En la capilla esperaban cerca de 60 “abuelitos”. Iniciaron entonces las actividades que tenían ya preparadas para ellos con un sabroso desayuno.

Debo confesar que me acerqué a ofrecer mi ayuda y la respuesta fue un delicioso plato de comida —mejor respuesta, ¡imposible!—. Tenía mucha hambre. Sin embargo, tan solo tomé un pan y lo demás se lo regalé a otro niño en cuya miraba observé que tenía más hambre que yo.
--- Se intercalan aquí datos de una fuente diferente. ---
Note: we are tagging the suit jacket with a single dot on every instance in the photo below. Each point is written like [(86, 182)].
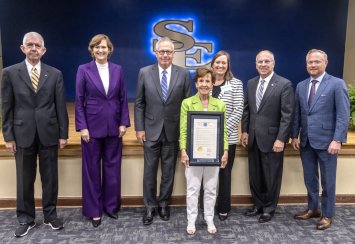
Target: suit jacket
[(328, 117), (24, 111), (273, 120), (151, 113), (95, 110), (194, 104)]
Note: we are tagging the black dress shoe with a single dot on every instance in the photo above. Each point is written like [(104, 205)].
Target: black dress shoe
[(148, 216), (164, 213), (222, 217), (96, 222), (266, 217), (253, 211), (112, 215)]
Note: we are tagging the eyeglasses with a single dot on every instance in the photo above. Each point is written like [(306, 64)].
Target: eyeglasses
[(162, 52), (31, 45), (266, 61)]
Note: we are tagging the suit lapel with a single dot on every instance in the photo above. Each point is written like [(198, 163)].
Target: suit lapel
[(94, 75), (43, 76), (269, 89), (23, 73), (112, 82), (319, 91), (156, 80)]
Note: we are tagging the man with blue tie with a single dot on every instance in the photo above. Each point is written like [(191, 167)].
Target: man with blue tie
[(321, 121), (160, 90)]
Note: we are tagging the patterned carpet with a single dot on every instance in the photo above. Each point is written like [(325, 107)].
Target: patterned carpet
[(236, 229)]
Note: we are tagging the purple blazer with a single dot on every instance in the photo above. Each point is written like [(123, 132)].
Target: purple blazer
[(101, 114)]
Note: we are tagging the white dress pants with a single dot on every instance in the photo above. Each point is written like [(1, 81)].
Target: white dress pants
[(194, 176)]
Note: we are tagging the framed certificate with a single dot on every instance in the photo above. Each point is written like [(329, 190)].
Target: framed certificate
[(205, 138)]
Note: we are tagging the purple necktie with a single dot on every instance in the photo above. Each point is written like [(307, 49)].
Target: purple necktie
[(312, 93)]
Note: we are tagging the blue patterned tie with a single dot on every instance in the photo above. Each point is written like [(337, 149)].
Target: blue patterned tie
[(312, 93), (164, 85), (259, 94)]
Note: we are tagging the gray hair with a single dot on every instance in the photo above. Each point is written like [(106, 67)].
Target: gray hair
[(32, 34), (325, 56), (164, 39)]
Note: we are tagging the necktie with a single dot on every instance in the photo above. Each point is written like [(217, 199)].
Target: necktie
[(312, 93), (164, 85), (259, 94), (34, 78)]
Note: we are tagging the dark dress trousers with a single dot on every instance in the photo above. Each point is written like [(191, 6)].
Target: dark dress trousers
[(160, 121), (36, 122), (101, 114), (272, 121)]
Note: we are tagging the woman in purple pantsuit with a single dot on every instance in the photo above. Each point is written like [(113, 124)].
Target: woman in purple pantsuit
[(101, 116)]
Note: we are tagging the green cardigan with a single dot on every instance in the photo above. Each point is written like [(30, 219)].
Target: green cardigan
[(194, 104)]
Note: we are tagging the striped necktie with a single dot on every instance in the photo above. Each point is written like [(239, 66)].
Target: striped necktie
[(259, 94), (164, 85), (34, 78)]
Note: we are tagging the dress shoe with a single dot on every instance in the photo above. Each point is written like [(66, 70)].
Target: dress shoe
[(96, 222), (148, 216), (324, 223), (112, 215), (222, 216), (266, 217), (253, 211), (307, 214), (164, 213)]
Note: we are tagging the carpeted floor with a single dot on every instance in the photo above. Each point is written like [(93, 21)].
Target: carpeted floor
[(236, 229)]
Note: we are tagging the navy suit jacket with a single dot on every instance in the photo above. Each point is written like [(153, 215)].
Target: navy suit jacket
[(328, 117)]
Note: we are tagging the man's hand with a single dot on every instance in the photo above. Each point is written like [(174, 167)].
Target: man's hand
[(244, 139), (84, 133), (334, 147), (295, 144), (278, 146), (122, 131), (140, 136), (63, 143), (224, 159), (184, 158), (11, 146)]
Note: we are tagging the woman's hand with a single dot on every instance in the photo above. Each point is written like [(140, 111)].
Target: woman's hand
[(224, 159), (85, 135), (122, 131), (184, 158)]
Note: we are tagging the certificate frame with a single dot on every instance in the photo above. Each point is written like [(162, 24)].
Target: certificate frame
[(208, 152)]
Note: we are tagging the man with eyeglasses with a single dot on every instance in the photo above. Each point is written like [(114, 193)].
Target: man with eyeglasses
[(160, 90), (322, 112), (266, 126), (34, 124)]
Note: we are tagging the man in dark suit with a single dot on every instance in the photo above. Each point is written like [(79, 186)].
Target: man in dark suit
[(160, 90), (266, 124), (322, 111), (34, 122)]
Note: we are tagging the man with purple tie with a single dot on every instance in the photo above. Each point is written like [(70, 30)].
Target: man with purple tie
[(322, 112), (101, 116)]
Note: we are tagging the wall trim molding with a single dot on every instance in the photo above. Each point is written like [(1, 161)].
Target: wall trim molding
[(137, 201)]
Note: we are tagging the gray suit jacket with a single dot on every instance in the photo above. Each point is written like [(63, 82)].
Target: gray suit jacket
[(151, 113), (24, 112), (328, 117), (273, 120)]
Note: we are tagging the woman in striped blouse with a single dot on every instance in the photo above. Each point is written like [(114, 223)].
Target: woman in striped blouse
[(230, 90)]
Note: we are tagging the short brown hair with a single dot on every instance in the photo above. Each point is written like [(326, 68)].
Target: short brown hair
[(228, 75), (96, 41), (203, 71)]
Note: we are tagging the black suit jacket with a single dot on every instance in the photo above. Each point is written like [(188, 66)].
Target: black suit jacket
[(24, 111), (151, 113), (273, 120)]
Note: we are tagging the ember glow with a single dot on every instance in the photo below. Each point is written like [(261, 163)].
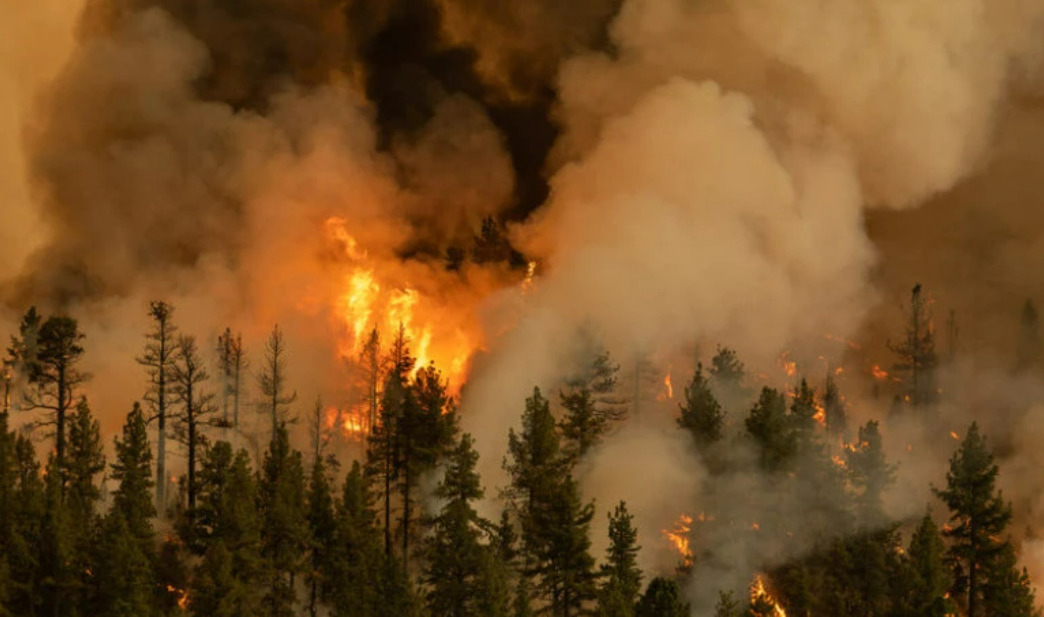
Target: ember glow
[(760, 596), (678, 538)]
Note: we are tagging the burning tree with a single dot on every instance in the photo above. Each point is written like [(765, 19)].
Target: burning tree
[(273, 380), (917, 351), (159, 361), (47, 354)]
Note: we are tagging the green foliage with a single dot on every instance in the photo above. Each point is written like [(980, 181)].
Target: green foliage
[(284, 523), (662, 598), (772, 431), (870, 474), (702, 414), (590, 406), (978, 516), (621, 577)]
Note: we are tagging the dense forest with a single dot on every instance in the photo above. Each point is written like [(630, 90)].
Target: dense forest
[(305, 534)]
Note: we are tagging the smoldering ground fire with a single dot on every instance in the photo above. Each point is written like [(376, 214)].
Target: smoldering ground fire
[(494, 178)]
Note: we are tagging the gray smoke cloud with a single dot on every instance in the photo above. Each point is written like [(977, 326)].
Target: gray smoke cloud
[(743, 172)]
Terminado el desayuno, los “abuelitos” fueron conducidos hacia la capilla para la misa. La parroquia de San Antonio de Padua sirvió de templo para escuchar al sacerdote durante cerca de 60 minutos. No entré a la iglesia, permanecí sentado en la banqueta de enfrente, observando como todos corrían, daban vueltas y preparaban unos regalitos que al finalizar les entregaron a los presentes.

Inmerso en mi mente, pensando en la “inmortalidad del cangrejo” —como dice mi mamá—, no quitaba la mirada de la capilla y pues, como buen niño, algo llamó mi atención.
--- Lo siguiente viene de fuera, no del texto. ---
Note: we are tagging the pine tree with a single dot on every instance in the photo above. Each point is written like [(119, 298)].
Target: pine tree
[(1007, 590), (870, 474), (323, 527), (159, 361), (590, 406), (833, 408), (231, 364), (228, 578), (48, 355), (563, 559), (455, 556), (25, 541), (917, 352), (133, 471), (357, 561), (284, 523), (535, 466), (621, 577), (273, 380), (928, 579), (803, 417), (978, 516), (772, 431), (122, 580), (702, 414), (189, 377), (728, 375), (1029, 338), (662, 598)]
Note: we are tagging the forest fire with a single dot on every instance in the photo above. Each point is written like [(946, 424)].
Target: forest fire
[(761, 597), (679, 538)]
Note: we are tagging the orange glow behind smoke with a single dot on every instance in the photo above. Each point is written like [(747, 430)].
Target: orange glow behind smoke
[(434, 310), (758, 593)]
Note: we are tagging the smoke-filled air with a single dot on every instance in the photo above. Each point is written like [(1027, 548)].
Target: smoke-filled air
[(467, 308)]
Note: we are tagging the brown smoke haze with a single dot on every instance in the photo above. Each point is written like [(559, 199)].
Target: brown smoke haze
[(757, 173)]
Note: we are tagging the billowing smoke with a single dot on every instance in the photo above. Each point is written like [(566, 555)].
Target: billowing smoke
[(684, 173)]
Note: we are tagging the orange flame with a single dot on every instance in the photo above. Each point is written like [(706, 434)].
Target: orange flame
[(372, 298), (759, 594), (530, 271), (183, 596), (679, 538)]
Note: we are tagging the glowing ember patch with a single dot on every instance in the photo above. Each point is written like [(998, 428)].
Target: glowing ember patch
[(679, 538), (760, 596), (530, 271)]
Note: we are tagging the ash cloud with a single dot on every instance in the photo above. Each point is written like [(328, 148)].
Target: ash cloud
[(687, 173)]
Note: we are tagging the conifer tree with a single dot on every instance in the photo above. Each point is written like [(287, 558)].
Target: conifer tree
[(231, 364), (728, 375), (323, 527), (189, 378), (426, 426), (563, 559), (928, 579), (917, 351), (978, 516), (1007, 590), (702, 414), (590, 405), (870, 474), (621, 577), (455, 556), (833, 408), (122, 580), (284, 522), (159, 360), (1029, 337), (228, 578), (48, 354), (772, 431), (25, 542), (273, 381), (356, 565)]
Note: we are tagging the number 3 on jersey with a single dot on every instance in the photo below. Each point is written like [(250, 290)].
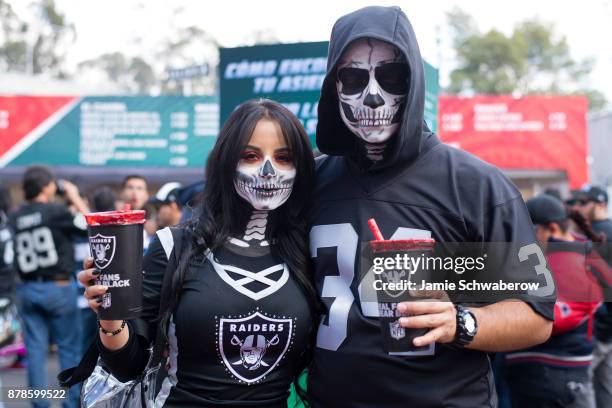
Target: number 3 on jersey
[(35, 249), (345, 239)]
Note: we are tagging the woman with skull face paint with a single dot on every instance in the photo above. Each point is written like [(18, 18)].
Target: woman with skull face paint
[(244, 307)]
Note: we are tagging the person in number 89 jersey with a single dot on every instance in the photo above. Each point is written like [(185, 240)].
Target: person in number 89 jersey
[(44, 261)]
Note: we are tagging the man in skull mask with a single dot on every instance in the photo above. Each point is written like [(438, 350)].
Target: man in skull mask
[(383, 162)]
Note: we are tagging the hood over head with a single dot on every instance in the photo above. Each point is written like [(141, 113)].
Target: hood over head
[(388, 24)]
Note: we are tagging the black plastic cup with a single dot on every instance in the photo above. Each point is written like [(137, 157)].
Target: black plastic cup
[(115, 242), (398, 340)]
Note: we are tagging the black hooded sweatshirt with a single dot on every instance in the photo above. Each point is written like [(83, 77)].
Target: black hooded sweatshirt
[(422, 188)]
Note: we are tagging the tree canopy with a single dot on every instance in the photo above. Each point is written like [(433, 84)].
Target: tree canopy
[(533, 59)]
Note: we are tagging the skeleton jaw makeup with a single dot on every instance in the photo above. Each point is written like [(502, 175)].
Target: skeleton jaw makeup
[(372, 84), (264, 187)]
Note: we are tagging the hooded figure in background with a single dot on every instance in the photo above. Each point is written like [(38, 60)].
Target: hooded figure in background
[(381, 161)]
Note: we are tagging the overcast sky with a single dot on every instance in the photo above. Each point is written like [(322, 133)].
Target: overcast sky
[(108, 25)]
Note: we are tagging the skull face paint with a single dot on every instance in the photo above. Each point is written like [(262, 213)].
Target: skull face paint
[(265, 172), (372, 84)]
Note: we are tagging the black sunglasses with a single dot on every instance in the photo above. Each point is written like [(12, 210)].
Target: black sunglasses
[(392, 77)]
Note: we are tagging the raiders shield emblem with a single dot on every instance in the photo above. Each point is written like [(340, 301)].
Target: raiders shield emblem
[(106, 300), (252, 346), (103, 250), (397, 332)]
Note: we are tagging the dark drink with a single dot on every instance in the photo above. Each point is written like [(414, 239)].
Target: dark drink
[(115, 242), (399, 278)]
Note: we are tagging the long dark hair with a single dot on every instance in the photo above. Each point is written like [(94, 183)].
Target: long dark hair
[(223, 213)]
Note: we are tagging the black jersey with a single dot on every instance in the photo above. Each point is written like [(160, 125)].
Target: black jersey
[(236, 336), (6, 258), (422, 188), (43, 239)]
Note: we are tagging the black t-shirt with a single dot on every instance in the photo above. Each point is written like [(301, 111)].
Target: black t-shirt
[(603, 326), (43, 239), (6, 258), (446, 194), (237, 335)]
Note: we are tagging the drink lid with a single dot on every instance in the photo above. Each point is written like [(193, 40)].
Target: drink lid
[(389, 245), (127, 216)]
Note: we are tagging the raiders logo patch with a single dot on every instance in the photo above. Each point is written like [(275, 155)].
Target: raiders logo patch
[(103, 250), (252, 345)]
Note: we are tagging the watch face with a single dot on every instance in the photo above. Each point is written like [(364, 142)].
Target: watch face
[(470, 323)]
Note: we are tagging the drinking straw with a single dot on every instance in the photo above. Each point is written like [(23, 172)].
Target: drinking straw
[(375, 230)]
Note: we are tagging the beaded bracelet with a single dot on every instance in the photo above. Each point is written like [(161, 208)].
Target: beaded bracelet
[(111, 333)]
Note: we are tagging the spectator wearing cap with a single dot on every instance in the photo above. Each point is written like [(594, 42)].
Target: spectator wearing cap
[(593, 204), (556, 373), (169, 209)]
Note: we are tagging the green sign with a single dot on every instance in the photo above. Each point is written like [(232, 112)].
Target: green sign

—¿En serio, unos peluches para unos viejitos?

La pregunta en mi cabeza obtuvo respuesta instantes después, al observar la mezcla de lágrimas y sonrisas de los abuelitos al recibir los presentes de los extraños.

—¡Muchas gracias! —exclamaban, mientras los extraños los abrazaban y apapachaban. Observé sonrisas en cada uno de ellos, amplias sonrisas en aquellos rostros que reflejaban soledad hacía unos instantes. Entendí entonces que ¡los abuelitos son como niños!

De pronto, los extraños abordaron sus vehículos. El último, el más despistado de ellos, apenas salía corriendo.

Cuando se acercó, logré verle el rostro: él no era un extraño.

Inmediatamente saqué de la bolsa de mi pantaloncillo un viejo trompo, se lo enseñé, sosteniéndolo ante sus ojos.

Su ojos se llenaron de lágrimas, esbozó una cálida sonrisa, me abrazó y me invitó a subir a su vehículo.

—¿Ya desayunaste?

—No, pero no tengo mucha hambre —respondí mintiendo, porque realmente las tripas de mi panza chillaban vorazmente. Por su sonrisa, entendí que no era el único que las escuchaba.

El vehículo se detuvo en un puesto ambulante de comida tradicional dominguera. Me invitó a bajar, pidió y comimos un par de tortas. Mis tripas se calmaron, pero mi curiosidad no.

—Señor, ¿por qué trae juguetes y regalos a personas que no conoce? Igual y nunca los volverá a ver o, peor aún, no se lo agradecerán, ni se acordarán de usted.

El “extraño” mantuvo el silencio y la mirada fija en el horizonte. Lentamente volvió sus ojos hacia mí.

—Me llamo José Och. Para mis amigos, como lo eres tú, soy Pepe. Llámame Pepe. Tú te acordaste de mí, ¿cierto?

—¡Cómo olvidarlo, Señor! Usted no solo me dio un regalo; me dio esperanza y felicidad.

Después de que dije esto Pepe, como yo, tenía algo en la garganta difícil de pasar.

Abordamos el coche. Se instaló entre nosotros un silencio lleno de paz. Pepe me revolvió el cabello y detuvo el auto. Habíamos llegado a nuestro destino.

No tuvo que darme instrucción alguna. Había entendido la lección.

Pudimos observar cerca de quinientos niños ya esperando, algunos con sus mamás; todos abarrotaban el lugar.

—¡Vamos, chamaco! Que hay muchos juguetes que entregar.

Fue un trabajo duro, pero los “Extraños”, con un ayudante adicional, lo hicieron de nuevo: no hubo persona alguna que se fuera con las manos vacías.

Este año fue diferente, y no lo digo por tener un par de tenis, juguetes y ropa para mí y para mi mamá, sino porque pude ponerme en los zapatos de los “Extraños”.

Logré entender que hay gente que da todo, que sacrifica muchas cosas y, lo más importante, que no espera nada a cambio.